Este ano a Feedzai já esteve também envolvida no lançamento, juntamente com a PwC Brasil, do Centro de Excelência para a Prevenção do Crime Financeiro, anunciou a aquisição da Demyst, com o objetivo de fornecer às instituições financeiras “os dados em tempo real, a análise e a inteligência artificial fiável de que necessitam para tomar as melhores decisões de risco possíveis”.

Em março deste ano a fintech portuguesa anunciou ainda o lançamento de uma sede em Nova Iorque (Estados Unidos).

Tecnologia permite detetar mais fraudes

De acordo com os dados constantes no sítio oficial da fintech portuguesa, a Feedzai refere que ao nível dos bancos de nível 1 (bancos consolidados com capital de elevada qualidade) a sua tecnologia permite detetar 62% de mais fraude, ter menos 72% de falsos positivos, e uma implementação do modelo que é 25x mais rápida.

Entre os investidores da fintech portuguesa estão a KKR, a Sapphire Ventures, a Financial Technology Partners, a OAK, e a Armilar. E conta ainda com parceiros como a Amazon Web Services (AWS), a Deloitte, a EY, a PwC, a Capgemini.

Da agência espacial para a prevenção da fraude

E para quem pense que um background em finanças, ou áreas similares, seria o ingrediente principal da receita do sucesso da Feedzai, sairia bem desencantado. Isto porque um dos fundadores e atual CEO e chairman, Nuno Sebastião, tem um passado ligado à engenharia e à Agência Espacial Europeia, local onde já tomava contacto com várias startups tecnológicas.

No caso de Pedro Bizarro [outro dos fundadores da fintech], tem um doutoramento em Ciência da Computação pela Universidade de Wisconsin-Madison, e colabora com várias instituições de ensino portugueses e internacionais. Aqui inclui-se ser professor visitante convidado na Universidade de Lisboa – Instituto Superior Técnico (IST), professor assistente na Universidade de Coimbra, e ainda professor visitante na Universidade Carnegie Mellon.

É ainda bolseiro Fulbright e membro do Programa Global Innovator do Fórum Económico Mundial.

Este ambiente pode mesmo ter sido um dos gatilhos para que em 2011, Nuno Sebastião se juntasse a Paulo Marques e Pedro Bizarro, para criarem a Feedzai com o objetivo de combaterem a fraude financeira através do uso da tecnologia de machine learning.

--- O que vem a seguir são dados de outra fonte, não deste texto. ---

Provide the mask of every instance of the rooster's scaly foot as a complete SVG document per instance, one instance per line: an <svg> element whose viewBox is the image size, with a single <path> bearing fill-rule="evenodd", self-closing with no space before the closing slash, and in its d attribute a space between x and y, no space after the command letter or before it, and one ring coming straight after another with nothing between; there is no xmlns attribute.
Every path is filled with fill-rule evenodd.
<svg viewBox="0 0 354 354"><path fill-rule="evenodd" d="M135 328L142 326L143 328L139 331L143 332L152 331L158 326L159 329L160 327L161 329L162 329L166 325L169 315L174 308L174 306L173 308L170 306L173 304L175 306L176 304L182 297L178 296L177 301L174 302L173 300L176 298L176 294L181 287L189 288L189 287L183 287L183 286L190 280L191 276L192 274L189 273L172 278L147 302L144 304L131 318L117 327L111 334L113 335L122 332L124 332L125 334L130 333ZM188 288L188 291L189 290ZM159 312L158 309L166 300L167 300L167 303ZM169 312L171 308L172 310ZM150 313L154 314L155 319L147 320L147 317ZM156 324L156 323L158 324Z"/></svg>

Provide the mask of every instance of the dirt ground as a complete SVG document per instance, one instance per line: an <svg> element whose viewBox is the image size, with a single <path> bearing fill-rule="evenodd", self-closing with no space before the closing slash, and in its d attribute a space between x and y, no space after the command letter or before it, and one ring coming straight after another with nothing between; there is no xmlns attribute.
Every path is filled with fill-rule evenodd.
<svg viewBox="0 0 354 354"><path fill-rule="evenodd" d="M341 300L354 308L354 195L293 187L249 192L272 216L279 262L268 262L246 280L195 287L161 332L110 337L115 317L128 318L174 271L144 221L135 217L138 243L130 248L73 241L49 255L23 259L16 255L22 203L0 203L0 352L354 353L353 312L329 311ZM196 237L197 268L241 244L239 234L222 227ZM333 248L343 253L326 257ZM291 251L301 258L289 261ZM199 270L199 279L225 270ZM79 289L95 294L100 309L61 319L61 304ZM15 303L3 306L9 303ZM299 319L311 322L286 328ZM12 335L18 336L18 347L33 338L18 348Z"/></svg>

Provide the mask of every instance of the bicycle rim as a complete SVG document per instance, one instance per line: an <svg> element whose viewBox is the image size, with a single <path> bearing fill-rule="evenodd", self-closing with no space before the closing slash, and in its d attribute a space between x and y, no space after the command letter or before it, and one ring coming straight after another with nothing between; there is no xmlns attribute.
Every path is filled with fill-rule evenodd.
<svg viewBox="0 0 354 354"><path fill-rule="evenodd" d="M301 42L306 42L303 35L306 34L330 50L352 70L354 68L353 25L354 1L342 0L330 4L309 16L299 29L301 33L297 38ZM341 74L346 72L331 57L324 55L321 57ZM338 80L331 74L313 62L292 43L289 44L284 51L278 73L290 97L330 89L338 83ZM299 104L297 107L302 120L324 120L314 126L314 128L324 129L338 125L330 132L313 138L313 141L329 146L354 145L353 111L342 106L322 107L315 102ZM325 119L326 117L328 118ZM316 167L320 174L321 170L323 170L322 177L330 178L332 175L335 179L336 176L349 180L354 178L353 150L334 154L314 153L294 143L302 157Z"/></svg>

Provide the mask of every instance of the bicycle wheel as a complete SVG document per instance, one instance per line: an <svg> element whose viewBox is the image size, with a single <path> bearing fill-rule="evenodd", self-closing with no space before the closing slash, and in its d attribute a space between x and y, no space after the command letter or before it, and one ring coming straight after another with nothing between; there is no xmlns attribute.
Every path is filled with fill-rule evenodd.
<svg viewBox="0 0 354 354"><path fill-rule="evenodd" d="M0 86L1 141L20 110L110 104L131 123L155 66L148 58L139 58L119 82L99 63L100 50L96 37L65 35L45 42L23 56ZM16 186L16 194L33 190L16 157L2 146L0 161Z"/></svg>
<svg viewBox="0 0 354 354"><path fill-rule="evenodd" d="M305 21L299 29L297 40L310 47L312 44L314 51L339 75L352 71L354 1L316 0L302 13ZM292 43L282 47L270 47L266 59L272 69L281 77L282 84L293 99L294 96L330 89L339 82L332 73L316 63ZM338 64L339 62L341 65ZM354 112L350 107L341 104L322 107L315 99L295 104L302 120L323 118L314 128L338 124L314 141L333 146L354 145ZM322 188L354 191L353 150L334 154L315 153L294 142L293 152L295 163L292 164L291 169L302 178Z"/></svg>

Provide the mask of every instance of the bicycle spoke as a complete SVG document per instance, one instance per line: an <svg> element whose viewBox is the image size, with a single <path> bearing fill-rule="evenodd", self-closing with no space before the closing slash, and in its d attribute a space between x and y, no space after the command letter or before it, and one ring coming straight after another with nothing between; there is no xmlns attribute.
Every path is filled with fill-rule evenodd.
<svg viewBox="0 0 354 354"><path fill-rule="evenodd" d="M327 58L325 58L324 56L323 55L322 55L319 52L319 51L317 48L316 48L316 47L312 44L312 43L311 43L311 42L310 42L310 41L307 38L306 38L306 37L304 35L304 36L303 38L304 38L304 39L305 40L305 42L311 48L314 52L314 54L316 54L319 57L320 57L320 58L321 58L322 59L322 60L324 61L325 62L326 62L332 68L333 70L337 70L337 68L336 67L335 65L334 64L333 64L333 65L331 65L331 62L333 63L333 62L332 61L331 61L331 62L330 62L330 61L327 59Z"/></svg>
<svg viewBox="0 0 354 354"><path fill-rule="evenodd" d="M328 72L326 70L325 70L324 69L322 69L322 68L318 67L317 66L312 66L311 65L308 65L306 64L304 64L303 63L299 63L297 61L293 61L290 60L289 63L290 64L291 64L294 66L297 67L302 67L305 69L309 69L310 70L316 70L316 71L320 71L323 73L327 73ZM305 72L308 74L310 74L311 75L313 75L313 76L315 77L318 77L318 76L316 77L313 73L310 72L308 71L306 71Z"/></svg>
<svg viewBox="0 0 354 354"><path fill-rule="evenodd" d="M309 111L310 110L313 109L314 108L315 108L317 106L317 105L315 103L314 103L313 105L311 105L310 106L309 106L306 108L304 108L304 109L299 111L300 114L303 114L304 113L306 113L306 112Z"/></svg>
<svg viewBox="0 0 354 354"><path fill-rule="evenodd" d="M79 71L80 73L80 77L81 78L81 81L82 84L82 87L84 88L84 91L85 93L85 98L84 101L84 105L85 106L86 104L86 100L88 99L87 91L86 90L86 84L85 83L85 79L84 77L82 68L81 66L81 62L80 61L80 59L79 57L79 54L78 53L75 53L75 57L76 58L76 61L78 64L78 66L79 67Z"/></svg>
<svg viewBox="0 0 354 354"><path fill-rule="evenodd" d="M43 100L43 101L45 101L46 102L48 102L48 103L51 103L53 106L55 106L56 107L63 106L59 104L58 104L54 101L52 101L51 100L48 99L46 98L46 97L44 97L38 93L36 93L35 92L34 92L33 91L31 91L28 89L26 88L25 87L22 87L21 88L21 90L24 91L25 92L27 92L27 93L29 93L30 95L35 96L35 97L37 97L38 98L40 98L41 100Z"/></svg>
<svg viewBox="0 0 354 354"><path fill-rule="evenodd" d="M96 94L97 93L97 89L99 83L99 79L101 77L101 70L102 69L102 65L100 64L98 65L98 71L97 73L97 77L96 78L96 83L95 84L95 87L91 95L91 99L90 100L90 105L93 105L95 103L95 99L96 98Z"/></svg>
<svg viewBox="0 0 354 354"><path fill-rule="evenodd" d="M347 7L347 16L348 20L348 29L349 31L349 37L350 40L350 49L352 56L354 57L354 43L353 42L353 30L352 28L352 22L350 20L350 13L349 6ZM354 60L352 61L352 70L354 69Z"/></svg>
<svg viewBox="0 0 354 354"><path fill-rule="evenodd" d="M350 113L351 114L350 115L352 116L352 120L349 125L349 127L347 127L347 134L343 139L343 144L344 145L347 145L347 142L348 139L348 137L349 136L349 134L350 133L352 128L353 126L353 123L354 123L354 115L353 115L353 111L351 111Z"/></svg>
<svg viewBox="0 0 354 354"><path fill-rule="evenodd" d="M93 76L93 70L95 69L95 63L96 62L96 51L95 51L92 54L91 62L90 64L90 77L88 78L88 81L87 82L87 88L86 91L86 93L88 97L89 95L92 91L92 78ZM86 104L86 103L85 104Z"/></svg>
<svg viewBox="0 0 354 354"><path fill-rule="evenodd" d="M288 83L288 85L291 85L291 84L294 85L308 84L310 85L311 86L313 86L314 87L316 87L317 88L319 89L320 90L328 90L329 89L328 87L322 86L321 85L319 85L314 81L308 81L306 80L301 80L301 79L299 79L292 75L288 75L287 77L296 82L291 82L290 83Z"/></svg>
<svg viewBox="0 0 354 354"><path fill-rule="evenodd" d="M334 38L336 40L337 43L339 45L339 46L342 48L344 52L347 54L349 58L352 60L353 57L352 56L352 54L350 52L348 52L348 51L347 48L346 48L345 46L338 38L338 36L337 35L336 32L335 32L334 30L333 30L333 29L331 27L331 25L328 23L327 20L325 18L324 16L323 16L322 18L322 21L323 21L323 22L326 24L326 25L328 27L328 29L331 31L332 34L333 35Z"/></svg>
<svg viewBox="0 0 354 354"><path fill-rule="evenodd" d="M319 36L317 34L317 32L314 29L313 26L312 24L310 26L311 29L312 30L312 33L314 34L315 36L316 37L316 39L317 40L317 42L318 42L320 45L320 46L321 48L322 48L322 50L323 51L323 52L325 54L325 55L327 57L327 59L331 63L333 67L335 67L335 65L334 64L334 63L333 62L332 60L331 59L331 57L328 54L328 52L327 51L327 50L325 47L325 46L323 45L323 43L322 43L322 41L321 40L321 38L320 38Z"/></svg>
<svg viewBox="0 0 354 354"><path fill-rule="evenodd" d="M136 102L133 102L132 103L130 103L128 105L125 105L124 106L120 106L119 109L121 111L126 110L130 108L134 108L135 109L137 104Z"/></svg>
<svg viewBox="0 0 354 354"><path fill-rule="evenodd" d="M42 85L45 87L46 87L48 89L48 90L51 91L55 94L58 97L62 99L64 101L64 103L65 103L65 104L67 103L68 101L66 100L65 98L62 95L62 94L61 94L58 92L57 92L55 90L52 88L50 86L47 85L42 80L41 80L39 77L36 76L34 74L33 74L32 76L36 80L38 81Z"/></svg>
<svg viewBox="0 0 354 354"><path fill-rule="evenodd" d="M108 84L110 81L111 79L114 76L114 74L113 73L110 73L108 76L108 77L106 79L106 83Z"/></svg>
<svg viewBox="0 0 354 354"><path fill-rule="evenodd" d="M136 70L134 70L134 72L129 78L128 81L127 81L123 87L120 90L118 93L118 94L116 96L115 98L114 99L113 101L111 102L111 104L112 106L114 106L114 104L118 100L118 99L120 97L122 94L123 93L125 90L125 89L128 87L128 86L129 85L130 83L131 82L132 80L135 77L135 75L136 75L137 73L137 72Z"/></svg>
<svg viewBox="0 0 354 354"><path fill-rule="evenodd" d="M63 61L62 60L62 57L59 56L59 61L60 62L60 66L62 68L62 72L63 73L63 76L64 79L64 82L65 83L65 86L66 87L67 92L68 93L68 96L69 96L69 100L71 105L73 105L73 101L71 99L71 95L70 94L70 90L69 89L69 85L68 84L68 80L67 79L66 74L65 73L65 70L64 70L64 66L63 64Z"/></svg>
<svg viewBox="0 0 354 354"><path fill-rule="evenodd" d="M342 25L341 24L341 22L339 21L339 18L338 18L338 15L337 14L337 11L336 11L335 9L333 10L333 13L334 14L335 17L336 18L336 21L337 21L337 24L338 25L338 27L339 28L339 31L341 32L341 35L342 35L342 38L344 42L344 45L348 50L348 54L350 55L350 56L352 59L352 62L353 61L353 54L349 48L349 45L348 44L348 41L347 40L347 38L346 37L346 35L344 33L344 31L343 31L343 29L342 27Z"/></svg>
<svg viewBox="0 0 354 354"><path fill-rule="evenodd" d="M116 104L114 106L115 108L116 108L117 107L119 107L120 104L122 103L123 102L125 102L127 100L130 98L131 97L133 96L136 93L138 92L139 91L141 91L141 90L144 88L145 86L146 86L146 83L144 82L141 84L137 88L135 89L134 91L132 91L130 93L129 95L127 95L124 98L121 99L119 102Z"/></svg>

“Não somos uma fintech típica. Os nossos fundadores melhoraram as suas competências na Agência Espacial Europeia, enfrentando desafios literalmente de outro mundo. Hoje, canalizamos essa mesma precisão e inovação para proteger o sistema financeiro global. […] Não nos limitamos a processar números, analisamos milhares de milhões de pontos de dados por ano, utilizando modelos baseados em inteligência artificial para detetar e prevenir fraudes em tempo real. Mas não nos ficamos apenas pela fraude. Ajudamos as instituições a atingir a conformidade e a impedir atividades ilícitas, descobrindo o branqueamento de capitais e o crime organizado”, assinala o unicórnio português.